1 INTRODUCTION

Breast cancer (BC) is one of the most prevalent malignancies among women worldwide, including Vietnamese. It is recognized that BC is a complicated disease that is affected by hereditary and environmental variables. The heredity of BC was estimated in recent times to be 31% and its typical environmental components to just 16% (Möller, 2016), suggesting that a significant concern for recent scientific investigations into BC is their variety in disease-related genes.

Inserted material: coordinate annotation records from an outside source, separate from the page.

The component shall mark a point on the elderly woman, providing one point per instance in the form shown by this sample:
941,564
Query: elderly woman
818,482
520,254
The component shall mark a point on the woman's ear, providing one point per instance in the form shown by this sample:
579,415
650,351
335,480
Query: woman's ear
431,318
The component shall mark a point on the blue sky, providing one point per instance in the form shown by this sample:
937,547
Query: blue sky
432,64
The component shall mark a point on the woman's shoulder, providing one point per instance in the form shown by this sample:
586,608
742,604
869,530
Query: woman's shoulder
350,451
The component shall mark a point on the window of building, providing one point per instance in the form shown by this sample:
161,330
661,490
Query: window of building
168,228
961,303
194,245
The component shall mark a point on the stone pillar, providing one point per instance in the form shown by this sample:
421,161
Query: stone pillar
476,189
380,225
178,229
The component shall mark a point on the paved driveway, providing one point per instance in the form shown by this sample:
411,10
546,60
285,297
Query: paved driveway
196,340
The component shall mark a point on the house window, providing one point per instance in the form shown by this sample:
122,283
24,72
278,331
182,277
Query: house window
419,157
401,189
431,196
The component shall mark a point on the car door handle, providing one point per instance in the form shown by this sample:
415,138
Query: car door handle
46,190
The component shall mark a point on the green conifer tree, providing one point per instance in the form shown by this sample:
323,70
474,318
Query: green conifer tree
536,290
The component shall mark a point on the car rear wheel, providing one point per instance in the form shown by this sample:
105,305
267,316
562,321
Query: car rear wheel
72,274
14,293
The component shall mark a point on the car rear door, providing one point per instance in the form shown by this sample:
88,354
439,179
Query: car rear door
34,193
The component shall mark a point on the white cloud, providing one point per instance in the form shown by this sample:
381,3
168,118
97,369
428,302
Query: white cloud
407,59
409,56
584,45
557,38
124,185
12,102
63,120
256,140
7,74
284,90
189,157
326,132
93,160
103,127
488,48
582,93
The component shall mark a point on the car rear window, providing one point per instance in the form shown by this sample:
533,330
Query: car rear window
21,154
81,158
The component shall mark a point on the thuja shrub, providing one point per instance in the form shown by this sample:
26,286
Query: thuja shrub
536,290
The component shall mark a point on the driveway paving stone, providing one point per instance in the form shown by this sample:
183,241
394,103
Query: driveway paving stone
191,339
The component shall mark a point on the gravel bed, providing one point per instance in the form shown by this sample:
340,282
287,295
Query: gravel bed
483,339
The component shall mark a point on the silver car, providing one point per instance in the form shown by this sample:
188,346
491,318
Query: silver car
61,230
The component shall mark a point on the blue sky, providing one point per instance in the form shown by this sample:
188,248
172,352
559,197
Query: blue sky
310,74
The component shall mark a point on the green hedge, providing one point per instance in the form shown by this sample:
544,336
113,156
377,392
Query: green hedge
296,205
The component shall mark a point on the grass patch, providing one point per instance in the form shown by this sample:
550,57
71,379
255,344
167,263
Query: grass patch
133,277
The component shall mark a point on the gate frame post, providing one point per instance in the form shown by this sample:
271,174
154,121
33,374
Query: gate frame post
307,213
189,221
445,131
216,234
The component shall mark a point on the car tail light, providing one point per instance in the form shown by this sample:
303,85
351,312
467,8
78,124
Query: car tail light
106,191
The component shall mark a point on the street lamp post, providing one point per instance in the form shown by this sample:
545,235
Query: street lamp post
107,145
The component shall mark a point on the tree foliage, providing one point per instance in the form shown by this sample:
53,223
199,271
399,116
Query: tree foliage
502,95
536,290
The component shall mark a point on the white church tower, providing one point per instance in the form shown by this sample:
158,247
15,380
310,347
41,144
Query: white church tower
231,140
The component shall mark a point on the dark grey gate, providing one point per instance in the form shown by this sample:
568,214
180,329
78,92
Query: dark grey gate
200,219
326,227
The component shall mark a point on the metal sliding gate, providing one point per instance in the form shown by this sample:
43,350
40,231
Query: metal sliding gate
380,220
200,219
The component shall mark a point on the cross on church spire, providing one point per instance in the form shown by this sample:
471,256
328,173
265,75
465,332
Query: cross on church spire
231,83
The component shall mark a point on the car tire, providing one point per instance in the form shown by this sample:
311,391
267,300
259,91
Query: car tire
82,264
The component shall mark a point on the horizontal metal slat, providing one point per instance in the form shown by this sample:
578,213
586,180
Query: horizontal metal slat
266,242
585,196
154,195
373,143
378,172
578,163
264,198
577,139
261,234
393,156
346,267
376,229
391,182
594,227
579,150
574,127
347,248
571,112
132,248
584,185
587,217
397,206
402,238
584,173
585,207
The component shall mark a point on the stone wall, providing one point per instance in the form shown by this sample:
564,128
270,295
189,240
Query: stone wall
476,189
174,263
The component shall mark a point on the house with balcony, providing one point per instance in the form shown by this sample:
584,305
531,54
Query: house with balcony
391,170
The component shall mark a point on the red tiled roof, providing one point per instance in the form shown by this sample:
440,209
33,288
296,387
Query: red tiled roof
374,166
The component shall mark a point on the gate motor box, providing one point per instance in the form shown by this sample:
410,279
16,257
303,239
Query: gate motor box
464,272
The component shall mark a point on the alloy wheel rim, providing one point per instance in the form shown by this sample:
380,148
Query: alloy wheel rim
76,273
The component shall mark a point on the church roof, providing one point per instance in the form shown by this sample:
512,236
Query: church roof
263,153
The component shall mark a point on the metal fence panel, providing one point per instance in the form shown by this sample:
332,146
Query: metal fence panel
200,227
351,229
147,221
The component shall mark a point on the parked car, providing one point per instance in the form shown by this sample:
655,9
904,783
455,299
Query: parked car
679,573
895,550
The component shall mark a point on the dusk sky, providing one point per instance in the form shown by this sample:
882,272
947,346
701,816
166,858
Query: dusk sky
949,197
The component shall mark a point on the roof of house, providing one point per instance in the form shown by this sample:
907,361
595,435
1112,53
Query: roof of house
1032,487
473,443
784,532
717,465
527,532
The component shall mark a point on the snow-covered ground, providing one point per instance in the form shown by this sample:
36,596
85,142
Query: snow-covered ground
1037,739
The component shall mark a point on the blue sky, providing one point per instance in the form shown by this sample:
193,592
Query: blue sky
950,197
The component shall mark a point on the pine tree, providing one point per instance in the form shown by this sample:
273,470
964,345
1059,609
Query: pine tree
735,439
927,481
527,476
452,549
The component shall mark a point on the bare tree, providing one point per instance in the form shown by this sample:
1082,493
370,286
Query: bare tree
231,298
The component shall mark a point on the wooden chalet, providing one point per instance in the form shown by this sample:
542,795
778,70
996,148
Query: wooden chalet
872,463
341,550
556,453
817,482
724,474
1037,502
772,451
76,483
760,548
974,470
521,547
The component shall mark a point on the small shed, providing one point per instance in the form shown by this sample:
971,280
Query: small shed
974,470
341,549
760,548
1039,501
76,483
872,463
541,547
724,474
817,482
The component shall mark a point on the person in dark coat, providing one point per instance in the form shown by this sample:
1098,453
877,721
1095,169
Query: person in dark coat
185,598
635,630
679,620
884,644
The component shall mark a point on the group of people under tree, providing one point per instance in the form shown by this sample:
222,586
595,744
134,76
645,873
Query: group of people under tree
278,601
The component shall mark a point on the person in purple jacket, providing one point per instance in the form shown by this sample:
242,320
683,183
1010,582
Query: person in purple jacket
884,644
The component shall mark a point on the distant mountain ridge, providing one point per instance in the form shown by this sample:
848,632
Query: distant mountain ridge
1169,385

Many genome-wide association studies (GWASs) have already found many susceptibility variations related to BC in Caucasian and Asian populations (Hunter, 2007; Gold, 2008; Stacey Simon N, 2008; Cai, 2011; Kim, 2012; Han M.-R., 2016). However, most were variations with modest penetration risk than those in prevalent genes such as BRCA1 or BRCA2 (Bradbury, 2007). The two genes make up 25% of the family risk and around 5% of the incidence of BC through uncommon mutation frequencies (Peto, 1999; Pharoah, 2004). Over 100 single nucleotide polymorphisms (SNPs) have been discovered thus far. Although most of these SNPs were discovered in primarily Caucasian groups (Turnbull, 2010; Fletcher, 2011; Haiman, 2011), a few SNPs were discovered in Asian populations (Kim, 2012; Cai, 2014; Han M.-R., 2016). Several studies have shown that specific SNPs exhibit ethnic-specific characteristics and should not be tested in other populations (Kim, 2012; Chen Yazhen, 2016; Han M.-R., 2016; Xu M., 2016). Fine-scale mapping of GWAS-identified areas (Glubb, 2015; Orr, 2015; Shi, 2016), as well as meta-analysis of previous GWAS (Lindström, 2014; Michailidou, 2015; Couch, 2016), have recently contributed to the enormously increasing number of SNPs related to BC susceptibility in certain ethnic groups (Zheng Y., 2013).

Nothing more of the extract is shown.